Peu après 4 heures du matin, la pilotine se colle à la coque de l'impressionnant paquebot. Une échelle de corde apparaît, pour monter les deux mètres d'écart. La houle, clémente, permet cette nuit-là une ascension facile. "Welcome on board." Le comité d'accueil vérifie les pièces d'identité, avant de guider le pilote au pas de course dans les coursives. Des passagers sont encore réveillés, ou déjà debout. "Good morning" : au huitième étage, la passerelle s'ouvre sur le commandant.
Laisser la main
Première étape : les deux hommes échangent sur l'état du bateau, Morgan Penven est présenté aux officiers présents et prend les commandes du navire. Le soleil pointe déjà ses rayons alors que le Carnival splendor entre dans le lagon calédonien. Mario Imbimbo en est le capitaine, en poste depuis deux semaines sur une vacation de trois mois.
C'est la première fois que je découvre ce paysage de jour et c'est magnifique. Nous sommes heureux d'être de retour en Nouvelle-Calédonie.
Mario Imbimbo, commandant du Carnival splendor
À l'aide de jumelles, l'Italien tentera plus tard d'apercevoir le centre culturel Tjibaou, conçu par son compatriote Renzo Piano. Il n'a pas de réticence à laisser le gouvernail à un autre. "C'est confié aux mains de personnes capables, qui ont de l'entraînement et de l'expérience. Je suis toujours en charge de la navigation, et je supervise, en même temps que l'équipe. Nous avons un plan de passage défini, planifié à l'avance. Nous passons par des zones étroites : la passe de la Havannah, le canal Woodin... Nous respectons les vitesses et la distance par rapport aux côtes."
"Sur la passe de la Havannah, où arrivent tous les bateaux qui viennent de l'Est, il peut y avoir pas mal de courant, décrit Morgan Penven. La côte est proche... S'il y a le moindre souci, que le bateau n'est plus manœuvrable, il peut vite finir dans les cailloux."
Pour être pilote maritime, il faut être officier de la marine marchande
Après trois heures de progression, le paquebot de 290 mètres de long et ses 3 000 passagers arrivent à bon port. Morgan Penven, pilote maritime depuis douze ans, peut souffler, tout s'est bien passé. "La Calédonie, c'est l'une des plus grandes stations de pilotage au monde avec les îles Loyauté et l'île des Pins. En comparaison avec La Réunion par exemple, où il n'y a qu'un port : ils vont tout droit, ils rentrent et c'est fini.

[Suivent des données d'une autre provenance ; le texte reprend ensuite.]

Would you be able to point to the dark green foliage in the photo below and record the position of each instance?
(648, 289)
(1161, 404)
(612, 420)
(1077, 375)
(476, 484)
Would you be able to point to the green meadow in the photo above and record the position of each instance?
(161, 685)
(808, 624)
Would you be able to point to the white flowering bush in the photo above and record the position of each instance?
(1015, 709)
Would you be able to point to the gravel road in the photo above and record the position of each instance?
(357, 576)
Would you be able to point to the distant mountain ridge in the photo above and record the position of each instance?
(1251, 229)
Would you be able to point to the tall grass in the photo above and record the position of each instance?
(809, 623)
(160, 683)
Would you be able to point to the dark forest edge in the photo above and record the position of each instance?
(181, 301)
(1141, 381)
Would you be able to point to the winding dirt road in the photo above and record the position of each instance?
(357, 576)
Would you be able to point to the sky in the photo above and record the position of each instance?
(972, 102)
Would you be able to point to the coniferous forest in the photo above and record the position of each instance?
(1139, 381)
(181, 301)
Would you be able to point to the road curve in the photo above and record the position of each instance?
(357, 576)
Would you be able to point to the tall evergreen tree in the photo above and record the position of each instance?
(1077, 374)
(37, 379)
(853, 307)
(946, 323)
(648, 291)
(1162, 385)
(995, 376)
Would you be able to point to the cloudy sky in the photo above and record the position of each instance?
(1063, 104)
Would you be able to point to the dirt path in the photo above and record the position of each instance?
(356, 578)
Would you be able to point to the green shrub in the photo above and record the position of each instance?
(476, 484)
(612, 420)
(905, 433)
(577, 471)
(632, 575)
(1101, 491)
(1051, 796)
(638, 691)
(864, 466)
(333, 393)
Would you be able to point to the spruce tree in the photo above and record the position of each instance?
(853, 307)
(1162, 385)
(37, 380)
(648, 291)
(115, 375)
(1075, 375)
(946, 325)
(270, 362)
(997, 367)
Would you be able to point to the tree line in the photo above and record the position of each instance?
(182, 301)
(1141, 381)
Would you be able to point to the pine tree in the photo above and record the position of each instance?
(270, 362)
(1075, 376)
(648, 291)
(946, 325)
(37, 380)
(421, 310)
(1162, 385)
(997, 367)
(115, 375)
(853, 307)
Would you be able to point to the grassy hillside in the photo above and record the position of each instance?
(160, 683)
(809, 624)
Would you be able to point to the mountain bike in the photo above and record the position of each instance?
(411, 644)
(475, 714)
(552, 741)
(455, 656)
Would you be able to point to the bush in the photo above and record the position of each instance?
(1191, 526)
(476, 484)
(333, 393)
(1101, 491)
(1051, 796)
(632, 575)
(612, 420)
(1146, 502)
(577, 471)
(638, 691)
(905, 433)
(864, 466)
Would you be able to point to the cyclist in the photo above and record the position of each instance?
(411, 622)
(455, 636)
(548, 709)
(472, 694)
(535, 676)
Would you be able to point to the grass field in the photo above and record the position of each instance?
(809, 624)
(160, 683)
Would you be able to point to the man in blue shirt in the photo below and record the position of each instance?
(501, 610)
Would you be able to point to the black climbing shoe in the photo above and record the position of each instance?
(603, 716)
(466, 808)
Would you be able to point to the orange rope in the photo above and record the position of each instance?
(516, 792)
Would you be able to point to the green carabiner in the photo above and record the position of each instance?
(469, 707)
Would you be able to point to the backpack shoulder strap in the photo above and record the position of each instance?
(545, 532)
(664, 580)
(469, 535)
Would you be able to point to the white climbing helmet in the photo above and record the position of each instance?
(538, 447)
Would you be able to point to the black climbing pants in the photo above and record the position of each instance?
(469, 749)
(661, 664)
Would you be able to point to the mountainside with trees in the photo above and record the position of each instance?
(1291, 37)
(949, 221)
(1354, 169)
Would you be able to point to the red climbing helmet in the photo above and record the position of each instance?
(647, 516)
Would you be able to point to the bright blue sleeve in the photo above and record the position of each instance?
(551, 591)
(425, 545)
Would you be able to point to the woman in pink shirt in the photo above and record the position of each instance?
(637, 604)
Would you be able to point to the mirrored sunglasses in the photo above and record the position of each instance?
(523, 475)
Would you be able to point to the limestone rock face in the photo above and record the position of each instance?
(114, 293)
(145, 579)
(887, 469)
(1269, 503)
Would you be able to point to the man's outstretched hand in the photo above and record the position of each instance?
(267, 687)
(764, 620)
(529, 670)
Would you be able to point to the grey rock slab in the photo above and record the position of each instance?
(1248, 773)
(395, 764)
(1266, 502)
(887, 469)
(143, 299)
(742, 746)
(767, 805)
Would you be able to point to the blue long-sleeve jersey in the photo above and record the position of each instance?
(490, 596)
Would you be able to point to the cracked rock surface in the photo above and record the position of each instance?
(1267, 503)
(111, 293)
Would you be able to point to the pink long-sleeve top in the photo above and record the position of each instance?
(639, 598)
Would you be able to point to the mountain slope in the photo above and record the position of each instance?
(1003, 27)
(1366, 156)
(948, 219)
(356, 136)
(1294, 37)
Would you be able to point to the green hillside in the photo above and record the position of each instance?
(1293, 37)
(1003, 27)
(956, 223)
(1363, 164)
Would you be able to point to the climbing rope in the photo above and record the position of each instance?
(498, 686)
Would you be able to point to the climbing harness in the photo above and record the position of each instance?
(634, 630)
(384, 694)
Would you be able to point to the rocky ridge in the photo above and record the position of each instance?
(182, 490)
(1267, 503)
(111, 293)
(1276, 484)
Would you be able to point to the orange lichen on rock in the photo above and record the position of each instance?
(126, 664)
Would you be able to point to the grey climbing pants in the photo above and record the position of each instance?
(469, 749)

Ici, on a l'équivalent de trente fois La Réunion. C'est assez long, il faut un an de préparation à peu près. Il y a un concours, le meilleur gagne et devient pilote."
Au bout de six mois de formation, on est lâchés, si tout va bien évidemment. Après on évolue, on se perfectionne au fil du temps.
Morgan Penven, pilote maritime calédonien
Avant les évènements de 2024, ils étaient quatorze associés. Ils ne sont plus que onze aujourd'hui. "Nous n'avons aucune vision sur le trafic maritime. L'usine du nord a fermé, on ne sait pas si elle va rouvrir. Celle du sud reprend doucement, mais on ne sait pas si ça va durer. Pour les paquebots, c'est pareil. On travaille avec les usines de nickel, les paquebots, les cargos... Plein de secteurs qui sont en suspension. Et quand on s'associe avec nous, c'est pour vingt ans."
Comme les pilotes aériens, les pilotes maritimes doivent régulièrement "revalider" leurs brevets sur simulateur, lors de stages. "Il y a aussi des évolutions dans le métier : les bateaux sont plus gros". À 17 heures, le même jour, le géant des mers a repris la route vers l'Australie. Cette fois par la passe de Dumbéa, et dans les mains d'un autre pilote maritime.